Yesterday's post was rather rushed as I was about to get on an airplane. Once on board, it occurred to me, there's another book I've read where the difference between log-normal and power law distributions is key. That's The Misbehavior of Markets by Benoit Mandelbrot & Richard Hudson. They argue modeling markets with normal distributions (in price changes, for example) is erroneous and leads economists to underestimate the likelihood of extreme events (like Black Monday in October 1987).
Put another way, small price changes occur very frequently and large price changes very infrequently. If you plot these on a log-log scale you get a straight line out some distance. Conventional finance assumes this fits a log-normal curve which eventually falls off. Mandelbrot, argues historical price data fits a fractal or scale-free model, i.e. follows a power law, meaning the likelihood of extreme events has been consistently underestimated.

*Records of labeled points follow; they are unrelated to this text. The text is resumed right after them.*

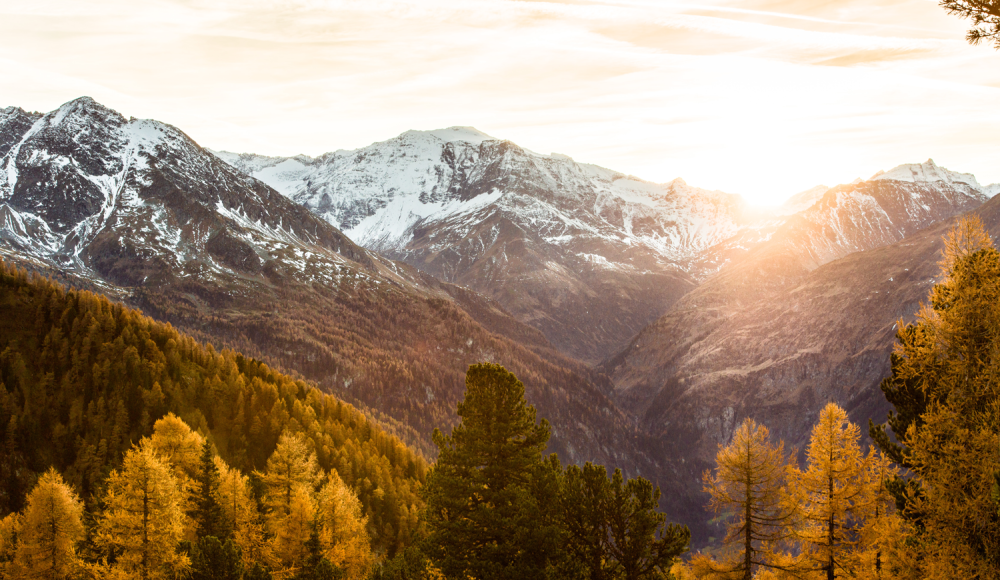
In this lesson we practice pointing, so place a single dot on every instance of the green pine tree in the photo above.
(212, 559)
(639, 538)
(208, 515)
(481, 514)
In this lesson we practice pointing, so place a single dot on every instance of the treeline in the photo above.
(924, 502)
(397, 352)
(83, 379)
(497, 509)
(175, 509)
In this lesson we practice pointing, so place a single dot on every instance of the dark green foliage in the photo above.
(408, 564)
(215, 560)
(316, 567)
(583, 502)
(207, 512)
(495, 509)
(985, 16)
(639, 538)
(613, 527)
(258, 572)
(481, 514)
(906, 396)
(82, 379)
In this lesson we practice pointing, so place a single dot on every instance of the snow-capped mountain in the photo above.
(84, 189)
(583, 253)
(801, 318)
(136, 209)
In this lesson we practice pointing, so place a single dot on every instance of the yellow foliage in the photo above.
(291, 465)
(342, 529)
(50, 528)
(10, 526)
(291, 529)
(143, 521)
(832, 494)
(749, 483)
(180, 448)
(240, 512)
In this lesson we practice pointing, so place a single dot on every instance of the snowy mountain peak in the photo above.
(459, 134)
(84, 110)
(926, 172)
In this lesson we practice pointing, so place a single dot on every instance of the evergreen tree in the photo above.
(208, 516)
(613, 527)
(950, 358)
(639, 539)
(749, 483)
(481, 514)
(143, 522)
(316, 566)
(212, 559)
(985, 17)
(50, 528)
(341, 528)
(583, 510)
(241, 515)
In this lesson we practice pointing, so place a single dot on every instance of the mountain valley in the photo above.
(646, 320)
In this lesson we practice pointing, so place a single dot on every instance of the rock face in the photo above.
(703, 311)
(585, 254)
(805, 317)
(136, 209)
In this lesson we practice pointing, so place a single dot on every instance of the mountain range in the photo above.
(646, 320)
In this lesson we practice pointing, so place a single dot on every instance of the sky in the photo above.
(764, 98)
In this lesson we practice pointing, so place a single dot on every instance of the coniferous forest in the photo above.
(132, 451)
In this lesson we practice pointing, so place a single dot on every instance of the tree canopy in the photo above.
(985, 17)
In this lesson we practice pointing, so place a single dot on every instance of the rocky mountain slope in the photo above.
(136, 209)
(807, 317)
(585, 254)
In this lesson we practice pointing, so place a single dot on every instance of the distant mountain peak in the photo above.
(926, 172)
(83, 106)
(456, 134)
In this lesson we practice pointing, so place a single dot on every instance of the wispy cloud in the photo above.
(759, 97)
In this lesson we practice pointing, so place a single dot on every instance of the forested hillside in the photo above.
(83, 379)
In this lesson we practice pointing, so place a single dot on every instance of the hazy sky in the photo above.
(759, 97)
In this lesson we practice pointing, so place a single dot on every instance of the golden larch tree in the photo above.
(143, 521)
(180, 448)
(342, 529)
(290, 480)
(749, 483)
(833, 492)
(946, 391)
(50, 528)
(239, 509)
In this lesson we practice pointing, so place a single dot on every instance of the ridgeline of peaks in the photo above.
(698, 309)
(586, 255)
(137, 210)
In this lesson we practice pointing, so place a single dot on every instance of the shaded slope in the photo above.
(138, 210)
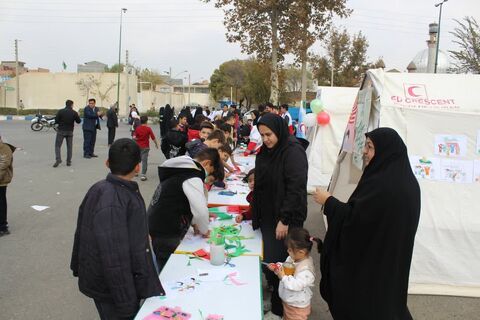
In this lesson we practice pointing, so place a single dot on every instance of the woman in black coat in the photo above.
(280, 193)
(368, 247)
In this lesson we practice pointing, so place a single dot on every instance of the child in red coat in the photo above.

Those of you in high tech in the US may have followed the accounting change which requires stock options be expensed by the company issuing them. To do this one must be able to estimate the present value of the options are the time they are granted. This is done using the Black–Scholes formula. While the authors received the 1997 Nobel prize in economics (Scholes & Merton; Black had died in 1995) and the Black-Scholes formula is now written into accounting practice, Mandelbrot argues it consistently underestimates infrequent cases of extreme price volatility.
As an interesting aside, Long Term Capital Management (LTCM), a hedge fund with Scholes & Merton on it's board, collapsed in 1998 due to a series of correlated repricing events that were extremely unlikely, but did occur in the late summer 1998. LTCM lost $4.6B.
Power laws and log normal distributions appear in many disciplines, not just networking and markets. In many cases it's hard to determine which applies. Whether Mandelbrot is correct about power laws and finance, at least we can agree -- $4.6B is big bucks!